Saved model: `spotify_popularity_logistic_regression_classifier.pkl`

### **Full Evaluation**

![image](https://cdn-uploads.huggingface.co/production/uploads/691201ec1b511b23f0c29e8b/tVcYnJul6_zp1GIY8S8Bl.png)

![image](https://cdn-uploads.huggingface.co/production/uploads/691201ec1b511b23f0c29e8b/HDgdidPPTISme1hMCnZkH.png)

![image](https://cdn-uploads.huggingface.co/production/uploads/691201ec1b511b23f0c29e8b/PdAIUlRsBfw-z8N7g8UyK.png)

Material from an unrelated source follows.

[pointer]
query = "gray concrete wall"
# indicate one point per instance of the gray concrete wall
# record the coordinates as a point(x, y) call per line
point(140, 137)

**Logistic Regression** shows the best balance between precision and recall across both classes.

---

## 9. How to Reproduce

Install dependencies:
```bash
pip install -r requirements.txt
```

Run the notebook:
```
Spotify_Popularity_Classification,_Regression,_Clustering_Assignment_2.ipynb
```

The preprocessing pipeline includes:
- Standard scaling  
- Polynomial feature generation  
- One-hot encoding of genres  
- K-Means clustering (k=5)

These steps must be applied before loading any saved model.

---
## 10. Repository Structure

```
project/
│── README.md
│── Leelu_Spotify_Popularity_Assignment_2.ipynb
│── spotify_popularity_enhanced_linear_regression.pkl
│── spotify_popularity_logistic_regression_classifier.pkl
```

---
## 11. Final Summary

This project builds a complete machine learning pipeline for predicting Spotify track popularity.  
Through EDA, feature engineering, regression, and classification, the project demonstrates:

- Popularity is difficult to predict linearly  
- Feature engineering improves model performance  
- Enhanced Linear Regression is best for regression  
- Logistic Regression is best for binary popularity classification  

All final models require the full preprocessing pipeline to reproduce predictions.